Absent evidence that Frist had material non-public knowledge about his corporation, I see no reason why Frist should resign or even step aside temporarily pending any investigation.
UPDATE: Captain Ed says that a second legal issue arises because Senator Frist knew he possessed stock in his family’s hospital company, HCA. It’s my understanding that Frist was entitled to know that he owned the stock, but not how much of it he owned. There doesn’t seem to be any evidence that Frist knew how much HCA stock he owned, so I’m not sure there’s any legal issue here. However, I will await word from Professor Bainbridge, or someone else who actually knows the law in this area, before reaching any conclusions.

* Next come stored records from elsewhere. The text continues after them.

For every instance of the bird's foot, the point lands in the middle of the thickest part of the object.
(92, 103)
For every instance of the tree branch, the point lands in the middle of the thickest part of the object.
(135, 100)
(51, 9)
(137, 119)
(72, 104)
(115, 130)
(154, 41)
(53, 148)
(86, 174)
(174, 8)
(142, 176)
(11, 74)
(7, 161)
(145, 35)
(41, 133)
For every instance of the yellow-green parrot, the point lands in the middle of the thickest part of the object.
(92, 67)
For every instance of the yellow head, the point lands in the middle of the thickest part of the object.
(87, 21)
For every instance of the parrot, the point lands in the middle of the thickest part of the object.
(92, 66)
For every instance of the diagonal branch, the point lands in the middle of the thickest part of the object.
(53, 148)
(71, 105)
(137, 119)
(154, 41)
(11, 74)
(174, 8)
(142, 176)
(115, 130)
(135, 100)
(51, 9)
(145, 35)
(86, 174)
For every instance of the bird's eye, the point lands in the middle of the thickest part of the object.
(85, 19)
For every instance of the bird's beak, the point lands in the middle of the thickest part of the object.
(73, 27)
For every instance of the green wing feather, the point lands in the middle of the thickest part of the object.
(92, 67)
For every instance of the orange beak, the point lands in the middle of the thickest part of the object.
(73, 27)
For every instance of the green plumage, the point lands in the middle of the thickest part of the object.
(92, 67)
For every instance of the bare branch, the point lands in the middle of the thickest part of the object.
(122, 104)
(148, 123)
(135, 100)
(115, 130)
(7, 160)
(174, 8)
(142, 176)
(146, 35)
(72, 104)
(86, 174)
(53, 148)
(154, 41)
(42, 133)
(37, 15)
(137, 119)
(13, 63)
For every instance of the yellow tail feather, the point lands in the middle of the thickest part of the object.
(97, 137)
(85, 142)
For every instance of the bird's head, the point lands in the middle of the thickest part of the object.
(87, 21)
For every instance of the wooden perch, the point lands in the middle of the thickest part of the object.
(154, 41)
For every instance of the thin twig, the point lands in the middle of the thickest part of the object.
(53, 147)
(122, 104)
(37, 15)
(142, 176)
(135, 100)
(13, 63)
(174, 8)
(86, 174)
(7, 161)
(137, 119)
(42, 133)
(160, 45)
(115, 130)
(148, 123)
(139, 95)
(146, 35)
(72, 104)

Ed also suggests there may be evidence that Frist lied in January 2003 about what he knew about the contents of the blind trust. The claim here is that although Frist said he didn’t know whether he owned HCA stock, in fact he had recently received a letter indicating that his trust had purchased some. A claim that Frist lied in this regard strikes me as quite premature. First, as Ed acknowledges, we don’t know whether the alleged letter is authentic or for that matter whether he had seen it or had it in mind. Second, as I understand it, the trustee could have sold the stock at any time without notifying Frist. If the trustee had that power, then Frist could not have known for sure whether he held HCA stock at the time he made his statement. (Again, my comments here are subject to revision based on information from folks who know this area of law).
If it can be shown that Senator Frist lied then, of course, he should step down. But Frist has a solid record of integrity and a strong record as a humanitarian. I wouldn’t want to suggest that he may have lied about this matter until there is more clarity about the issue than I, at least, have right now
JOHN adds: It has been reported that Hillary Clinton’s blind trust shorted health care stocks just before she announced Hillarycare some years ago. I wasn’t able to tell whether this was correct or not with a quick Google search last night. Does anyone know the details?